A Department of Justice special court will hand down rulings Thursday in cases asking whether certain vaccines cause autism, the lead plaintiffs' attorney told CNN Wednesday.
A panel of "special masters" will issue decisions on three test cases heard in 2007 involving children with autism that their parents contend was triggered by early childhood vaccination, said attorney Thomas Powers.
The parents seek compensation, saying the "combined" exposure to thimerosal, a mercury-containing preservative, in some vaccines and the MMR vaccine led to autism, he said.
The three families -- the Cedillos, the Hazelhursts and the Snyders -- have been notified of the development, as have the more than 180 lawyers collectively representing the 4,800 families with claims in the Vaccine Court Omnibus Autism Proceeding, Powers said.
At 14, Michelle Cedillo can't speak, wears a diaper and requires round-the-clock monitoring in case she has a seizure. Her parents say their only child was a happy, engaged toddler who responded to her name, said "mommy" and "daddy" and was otherwise normal until at 15 months she received a measles, mumps and rubella (MMR) vaccine combined with thimerosal, found in that and other vaccines a the time.

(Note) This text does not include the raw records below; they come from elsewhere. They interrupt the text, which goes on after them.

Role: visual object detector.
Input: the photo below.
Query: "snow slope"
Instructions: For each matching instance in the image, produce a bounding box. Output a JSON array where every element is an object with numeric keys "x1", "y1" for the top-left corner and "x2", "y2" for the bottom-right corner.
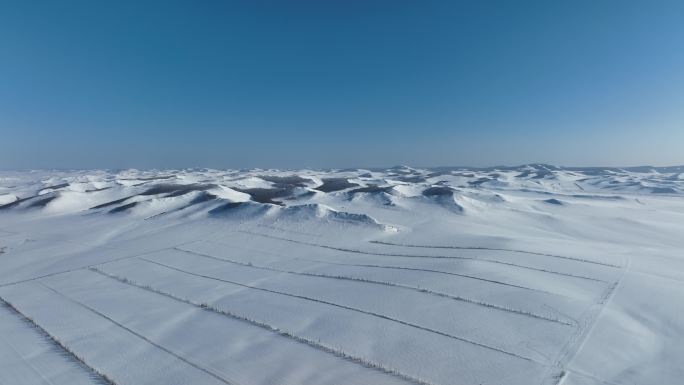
[{"x1": 0, "y1": 165, "x2": 683, "y2": 385}]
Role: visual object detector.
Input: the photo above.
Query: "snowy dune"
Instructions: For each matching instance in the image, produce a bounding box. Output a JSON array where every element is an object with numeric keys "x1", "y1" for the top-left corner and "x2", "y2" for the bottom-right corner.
[{"x1": 0, "y1": 164, "x2": 683, "y2": 385}]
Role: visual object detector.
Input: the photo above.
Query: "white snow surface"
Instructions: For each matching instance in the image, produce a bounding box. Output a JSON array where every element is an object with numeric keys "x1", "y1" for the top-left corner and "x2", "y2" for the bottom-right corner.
[{"x1": 1, "y1": 165, "x2": 683, "y2": 385}]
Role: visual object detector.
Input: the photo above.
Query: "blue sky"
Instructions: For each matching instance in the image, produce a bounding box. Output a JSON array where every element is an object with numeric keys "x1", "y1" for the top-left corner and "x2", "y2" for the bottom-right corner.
[{"x1": 1, "y1": 0, "x2": 683, "y2": 169}]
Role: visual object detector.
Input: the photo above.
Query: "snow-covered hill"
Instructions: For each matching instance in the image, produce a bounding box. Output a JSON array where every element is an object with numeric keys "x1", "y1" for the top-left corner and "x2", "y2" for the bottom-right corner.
[{"x1": 1, "y1": 166, "x2": 683, "y2": 385}]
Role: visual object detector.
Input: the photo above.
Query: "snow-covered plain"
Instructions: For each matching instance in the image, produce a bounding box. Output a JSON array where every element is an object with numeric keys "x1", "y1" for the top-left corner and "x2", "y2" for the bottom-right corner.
[{"x1": 0, "y1": 164, "x2": 683, "y2": 385}]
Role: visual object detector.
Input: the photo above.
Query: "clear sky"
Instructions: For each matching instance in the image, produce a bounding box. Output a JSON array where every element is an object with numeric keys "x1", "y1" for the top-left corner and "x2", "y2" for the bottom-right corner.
[{"x1": 1, "y1": 0, "x2": 683, "y2": 169}]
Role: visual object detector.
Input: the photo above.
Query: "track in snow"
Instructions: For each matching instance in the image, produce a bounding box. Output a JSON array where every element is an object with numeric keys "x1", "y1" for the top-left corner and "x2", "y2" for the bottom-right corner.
[
  {"x1": 235, "y1": 230, "x2": 611, "y2": 282},
  {"x1": 36, "y1": 282, "x2": 238, "y2": 385},
  {"x1": 174, "y1": 246, "x2": 574, "y2": 326},
  {"x1": 137, "y1": 256, "x2": 540, "y2": 363},
  {"x1": 0, "y1": 297, "x2": 115, "y2": 385},
  {"x1": 368, "y1": 241, "x2": 621, "y2": 268},
  {"x1": 89, "y1": 267, "x2": 431, "y2": 385}
]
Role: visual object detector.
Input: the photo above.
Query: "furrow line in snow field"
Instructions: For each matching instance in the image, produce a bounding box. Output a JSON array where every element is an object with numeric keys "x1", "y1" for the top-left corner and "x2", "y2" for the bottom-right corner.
[
  {"x1": 0, "y1": 296, "x2": 116, "y2": 385},
  {"x1": 138, "y1": 256, "x2": 541, "y2": 364},
  {"x1": 0, "y1": 243, "x2": 205, "y2": 288},
  {"x1": 369, "y1": 240, "x2": 621, "y2": 268},
  {"x1": 235, "y1": 230, "x2": 609, "y2": 282},
  {"x1": 291, "y1": 256, "x2": 561, "y2": 296},
  {"x1": 89, "y1": 268, "x2": 433, "y2": 385},
  {"x1": 0, "y1": 268, "x2": 105, "y2": 288},
  {"x1": 35, "y1": 282, "x2": 239, "y2": 385},
  {"x1": 555, "y1": 271, "x2": 626, "y2": 369},
  {"x1": 174, "y1": 247, "x2": 574, "y2": 326}
]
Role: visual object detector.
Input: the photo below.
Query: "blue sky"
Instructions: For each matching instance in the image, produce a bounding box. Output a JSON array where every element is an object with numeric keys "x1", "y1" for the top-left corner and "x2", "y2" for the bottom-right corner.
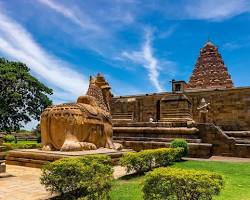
[{"x1": 1, "y1": 0, "x2": 250, "y2": 106}]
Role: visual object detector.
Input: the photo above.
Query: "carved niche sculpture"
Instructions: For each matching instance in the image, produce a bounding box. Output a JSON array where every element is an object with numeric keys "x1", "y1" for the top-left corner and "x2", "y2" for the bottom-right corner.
[
  {"x1": 41, "y1": 73, "x2": 122, "y2": 151},
  {"x1": 197, "y1": 98, "x2": 210, "y2": 123}
]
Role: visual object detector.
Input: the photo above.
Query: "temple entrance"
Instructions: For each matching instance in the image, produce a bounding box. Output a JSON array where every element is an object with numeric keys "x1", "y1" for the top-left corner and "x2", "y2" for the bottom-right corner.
[{"x1": 156, "y1": 100, "x2": 160, "y2": 121}]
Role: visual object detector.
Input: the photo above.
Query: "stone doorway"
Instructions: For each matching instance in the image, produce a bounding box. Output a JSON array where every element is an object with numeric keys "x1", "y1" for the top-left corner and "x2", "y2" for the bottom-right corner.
[{"x1": 156, "y1": 100, "x2": 160, "y2": 122}]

The other two families described similar alterations in their children's development after receiving vaccinations in their first two years of life.
The government argued during the 2007 bench trials that the plaintiffs' claims linking the vaccines with autism are not supported by "good science."
Likewise, the Centers for Disease Control and Prevention, the World Health Organization and the Institute of Medicine have found no credible link between vaccinations and autism.
Powers' litigation steering committee is representing thousands of families that fall into three categories: those that claim MMR vaccines and thimerosal-containing vaccines can combine to cause autism; those who claim thimerosal-containing vaccines alone can cause autism; and those who claim MMR vaccines, without any link to thimerosal, can cause autism.
Thursday's rulings will only affect the families that fall under the first category, Powers said.
Since 2001, thousands of parents with autistic children have filed petitions seeking compensation with Vaccine Injury Compensation Program at the Department of Health and Humans Services.
By mid-2008, more than 5,300 cases were filed in the program -- 5,000 of those await adjudication, according to the agency.